Jessica Park (b. 1958) sees the world through high definition rainbow-colored glasses. A native of Williamstown, Massachusetts, she is an internationally-acclaimed artist on the autism spectrum. Her images depict everyday objects with precise attention paid to the most mundane of details, along with scientifically accurate illustrations of rare and unusual astronomical phenomenon, seamlessly brought together into fantastical combinations. This is all done in a brilliant, carefully calculated color palette and intricate patterning that seems to almost vibrate with energy.
In the John T. Harrison, Jr. Orientation Hall paintings by Gayleen Aiken are on view where they are juxtaposed with photographs by Duane Michals in an installation titled Magic and Mystery.
And only steps away in the Museum’s Works on Paper Gallery is A Century of Caring on view through May 6. In celebration of the Southwestern Vermont Health Care’s centennial, this exhibition begins one hundred years ago when Putnam Memorial Hospital opened its doors in Bennington. It features images and objects from the early days of the Hospital up through its most current story. While the facility, practices, and technology have changed dramatically throughout the century, the commitment to delivering exceptional healthcare to the community has remained constant. This retrospective exhibition offers a glimpse of the evolution of care alongside a history of the hospital. It showcases the advancements in care practices that have elevated a humble hospital on the hill to an award-winning healthcare system operating in partnership with Dartmouth-Hitchcock and serving 75,000 residents in the surrounding communities of Vermont, New York, and Massachusetts.
Explore the permanent exhibitions including one of the newest galleries Early Vermont. Opened in the fall 2017, Early Vermont is a permanent installation with rotating textiles, and presents life in Vermont from the time when the earliest European settlers arrived in 1761 with only the bare necessities to the early 1800s when Vermont craftsmen achieved a level of sophistication rivaling Boston and New York. This gallery showcases over 85 major pieces and smaller items from the Museum’s extensive historical collection of over 30,000 objects. “We hope that these objects will serve two distinct purposes.

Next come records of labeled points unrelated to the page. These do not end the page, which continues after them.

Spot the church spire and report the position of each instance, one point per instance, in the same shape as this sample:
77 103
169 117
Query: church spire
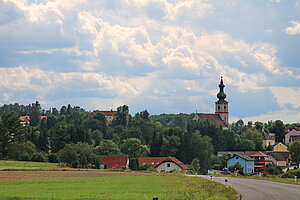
221 95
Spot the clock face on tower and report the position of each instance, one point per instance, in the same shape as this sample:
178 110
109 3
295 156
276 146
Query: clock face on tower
222 104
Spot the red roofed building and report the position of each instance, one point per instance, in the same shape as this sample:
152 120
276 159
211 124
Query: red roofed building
163 163
211 118
114 161
25 119
109 115
260 159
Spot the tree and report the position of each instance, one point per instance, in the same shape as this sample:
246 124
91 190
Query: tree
236 166
273 169
294 148
156 144
195 165
22 151
202 149
134 148
35 114
145 114
255 137
107 147
11 131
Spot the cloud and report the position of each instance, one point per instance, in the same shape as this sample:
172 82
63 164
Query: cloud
287 96
294 29
160 55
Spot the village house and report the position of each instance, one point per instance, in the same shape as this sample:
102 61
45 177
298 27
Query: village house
268 139
113 161
165 164
245 161
109 114
292 136
261 160
220 117
279 158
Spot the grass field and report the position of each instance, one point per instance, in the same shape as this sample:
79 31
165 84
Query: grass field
8 164
116 187
275 179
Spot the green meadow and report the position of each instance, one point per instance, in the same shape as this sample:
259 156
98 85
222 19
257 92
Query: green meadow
23 165
119 188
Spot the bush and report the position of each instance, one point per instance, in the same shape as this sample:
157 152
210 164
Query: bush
133 164
39 157
291 174
273 169
52 157
147 167
236 166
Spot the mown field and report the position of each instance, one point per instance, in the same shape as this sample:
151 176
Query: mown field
8 164
117 187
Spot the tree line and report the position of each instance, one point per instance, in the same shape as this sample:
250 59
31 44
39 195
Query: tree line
75 136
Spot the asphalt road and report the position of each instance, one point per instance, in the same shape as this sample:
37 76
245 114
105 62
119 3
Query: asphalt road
251 189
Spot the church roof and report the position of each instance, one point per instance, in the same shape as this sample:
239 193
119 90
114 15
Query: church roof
212 118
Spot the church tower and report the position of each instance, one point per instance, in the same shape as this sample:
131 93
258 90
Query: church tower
222 104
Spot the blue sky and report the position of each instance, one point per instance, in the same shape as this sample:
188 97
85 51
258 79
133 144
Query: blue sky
161 55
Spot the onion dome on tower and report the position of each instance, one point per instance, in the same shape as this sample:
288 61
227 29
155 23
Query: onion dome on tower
222 104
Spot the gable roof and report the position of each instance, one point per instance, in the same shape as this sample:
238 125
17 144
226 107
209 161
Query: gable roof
293 132
245 157
279 156
156 161
114 161
230 153
212 118
25 118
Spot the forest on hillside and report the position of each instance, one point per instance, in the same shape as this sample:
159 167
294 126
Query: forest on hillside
75 136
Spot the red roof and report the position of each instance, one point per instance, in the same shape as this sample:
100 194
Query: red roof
156 161
114 161
26 118
212 118
104 112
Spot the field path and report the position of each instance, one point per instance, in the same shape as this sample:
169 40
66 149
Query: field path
253 189
26 175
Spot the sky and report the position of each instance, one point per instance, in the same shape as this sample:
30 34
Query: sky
165 56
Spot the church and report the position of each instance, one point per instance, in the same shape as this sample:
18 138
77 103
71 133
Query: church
220 118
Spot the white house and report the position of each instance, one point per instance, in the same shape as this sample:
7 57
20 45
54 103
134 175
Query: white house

First, to share with the public the deep, rich collection we maintain here at the Museum; Second, to tell fascinating stories of the early life in Vermont.” states Robert Wolterstorff, Executive Director of the Bennington Museum. Housed in the former Decorative Arts Gallery, this 866 square foot space includes beautiful pieces representing the sophistication achieved not long after Vermont was first settled. Visitors are also encouraged to explore Gilded Age Vermont, Bennington Modernism, Battle of Bennington along with the Church Gallery, the original Museum dating to 1855.
Watch for great events such as presentations by the Bennington Historical Society, Music at the Museum and the Living Exhibition of Tattoo Body Art on April 28 from 5:30 to 8:00 p.m. (It’s FREE!) Mark your calendars now so you don’t miss out.